La plupart des jeunes mères restent dans leurs familles, dans les trois ans un couple sur deux qui a donné un enfant à une mère mineure n’existe plus. Dans les situations les plus critiques, l’aide sociale à l’enfance peut décider du placement de la mère et de l’enfant en foyer. Une situation marginale dans la Somme où il n’existe qu’un foyer de la sorte, la maison maternelle La Courte échelle de l’association Agena.

«Nous pouvons recevoir 10 mineures ou jeunes majeures jusqu’à 21 ans enceintes ou avec un enfant de moins de 3 ans. Nous sommes au complet et il arrive parfois de devoir refuser des demandes. Préparer une sortie pour une jeune, cela prend du temps», explique la directrice Aurore Trouillet.

Le temps passé au foyer est une respiration aussi, un moment de reconstruction pour élaborer un projet. «Il faut faire évoluer l’image qu’elles ont d’elles-mêmes en foyer. Il s’agit d’accompagner leurs projets personnels.

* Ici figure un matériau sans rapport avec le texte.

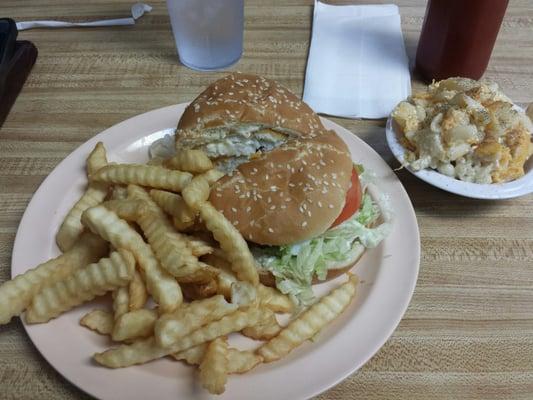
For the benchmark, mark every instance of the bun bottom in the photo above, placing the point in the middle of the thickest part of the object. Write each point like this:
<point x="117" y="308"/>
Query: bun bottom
<point x="268" y="279"/>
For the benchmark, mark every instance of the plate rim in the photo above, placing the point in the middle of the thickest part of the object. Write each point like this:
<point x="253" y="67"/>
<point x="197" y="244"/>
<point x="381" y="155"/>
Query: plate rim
<point x="409" y="290"/>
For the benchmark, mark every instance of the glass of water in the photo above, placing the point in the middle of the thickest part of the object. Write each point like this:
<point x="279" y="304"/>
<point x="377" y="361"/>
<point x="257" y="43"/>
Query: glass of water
<point x="208" y="33"/>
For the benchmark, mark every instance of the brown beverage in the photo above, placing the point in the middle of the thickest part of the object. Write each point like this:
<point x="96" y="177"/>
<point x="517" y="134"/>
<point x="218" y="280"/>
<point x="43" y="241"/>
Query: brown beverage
<point x="457" y="37"/>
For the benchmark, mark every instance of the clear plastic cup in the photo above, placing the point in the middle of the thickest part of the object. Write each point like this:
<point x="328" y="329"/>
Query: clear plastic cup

Le plus compliqué n’est pas de leur trouver un logement et de leur ouvrir des droits mais de leur faire acquérir une vraie autonomie», indique Pierre, assistant social.

Le regard de la société sur ces très jeunes mères gagnerait à évoluer vers plus de bienveillance, loin des jugements qui sont aujourd’hui posés sur elles. «Elles sont pleines de ressources, contrairement à ce que l’on pourrait penser, et ont besoin que l’on s’intéresse à elles au-delà de ce statut de mère», milite Aurore Trouillet. «Avoir un bébé très jeune ne signifie pas être une mauvaise citoyenne et leurs vies continuent à se construire. Assumer l’enfant, c’est une étape, un moment de vie.»